Quem anda pouco, mas alguma coisa, nas lides partidárias, não pode deixar de reconhecer que os conflitos internos são frequentemente – ou mesmo sempre – mais violentos que aqueles que ocorrem sob a luz dos holofotes mediáticos entre militantes de diversos partidos.

Este estranho fenómeno, antes da eclosão das redes sociais, era desconhecido fora dos círculos de militantes partidários, mas agora tornou-se público e está a contribuir para a má imagem geral dos partidos junto dos cidadãos.

Vivemos num mundo em que a tensão psicológica é mais intensa do que nunca graças à amplificação da emoção e do imediatismo das redes sociais um fenómeno que é intensificado porque a crise dos partidos e, sobretudo, a crise da sua penetração na sociedade civil levou a que os ditos “partidos de poder” se profissionalizassem a um nível inédito na História da democracia ocidental.

Com efeito, é cada vez mais absoluta a presença de militantes e, sobretudo, de membros dos aparelhos locais e nacionais dos partidos, que dependem directamente ou do cargo electivo, ou do cargo no Governo ou trabalham no Estado ou numa das empresas públicas que operam na órbita do Estado.

Empresários, trabalhadores independentes e, sobretudo, cidadãos sem registo partidário e que nunca militaram numa qualquer juventude partidária são cada vez mais raros nos partidos.

E isso é um problema grave de representação social e produz um grave afastamento dos partidos e das suas elites em relação à cidadania e ao “cidadão comum” enclausurando-os dentro de bolhas de unanimismo e separação que, a prazo, minam a sua capacidade de influência e a sua própria responsividade em relação aos anseios e preocupações dos cidadãos.

Tendo em conta o nível de interpenetração actual entre Poder Local, Estado e dirigentes locais e nacionais dos partidos é difícil reverter este processo de decadência.
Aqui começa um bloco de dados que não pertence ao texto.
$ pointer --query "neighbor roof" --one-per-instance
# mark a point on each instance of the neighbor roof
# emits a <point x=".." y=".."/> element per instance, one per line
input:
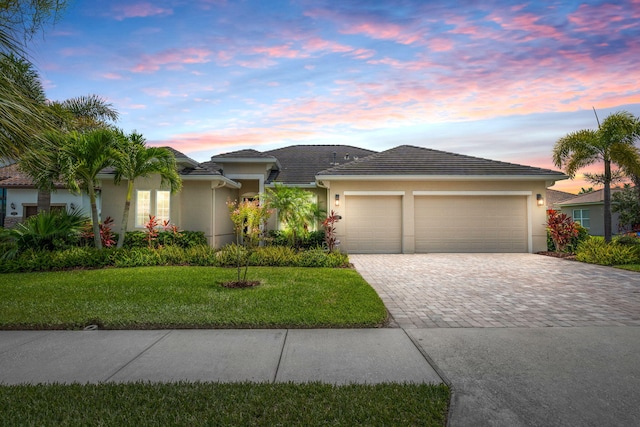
<point x="555" y="197"/>
<point x="407" y="160"/>
<point x="12" y="176"/>
<point x="301" y="163"/>
<point x="242" y="154"/>
<point x="593" y="197"/>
Mas, como sucede com qualquer problema, havendo vontade: há soluções.

Desde logo é preciso parar com a hipocrisia de querer políticos mal pagos e de tornar as suas remunerações compatíveis com os níveis das suas responsabilidades financeiras e com aquelas que são pagas nas entidades privadas por forma a recativar os melhores e parar com esta sangria que se regista no valor dos nossos autarcas, deputados e políticos eleitos em geral desde há um par de anos e quebrar esta ligação entre juventude partidária > emprego no Estado ou Poder Local > profissionalização da militância partidária e esta linha perversa quebra-se acabando com os altos níveis de discricionariedade nas autarcas com o absurdo vício nos contratos por ajuste directo (desumanamente precários) a avençados em funções ou necessidades permanentes e introduzindo grandes níveis de transparência no processo de selecção.

Sobretudo é preciso desenvolver um verdade “serviço público” entre eleitos e administrativos do Estado e do Poder Local que seja uma grande e prioritária “reforma do Estado” que garanta profissionalismo e acabe com a amadorização da política (no mau sentido) mas que permita que a política partidária não se reduza a uma forma de vida para todos aqueles que não encontraram outras opções para a sua vida.

Só assim se conseguirá uma efectiva amadorização da política (no bom sentido) que traga para o centro dos partidos todos os cidadãos que hoje em dia não se revêm na sua praxis e organização, pesada, hierárquica e rígida de hoje e se permita que todos os políticos eleitos tenham, de facto, vidas profissionais, independentes e livres das teias de dependência das redes clientelares que os colocam mais na dependência dos seus “Patronos” do que da vontade e julgamento permanente por parte dos seus eleitores.

Quanto mais independentes forem os nossos políticos eleitos (em termos pessoais e das fontes de rendimento das suas famílias directas) mais livres, eficazes e de melhor qualidade serão.

Um representante que apenas pode funcionar como uma parte obediente e previsível de uma máquina partidária que o alimenta e que alimenta a sua família nunca poderá ser um representante de qualidade mas um agente passivo numa democracia que se quer e se exige como dinâmica e flexível na resposta às inevitáveis crises que, cedo ou tarde, terá que enfrentar.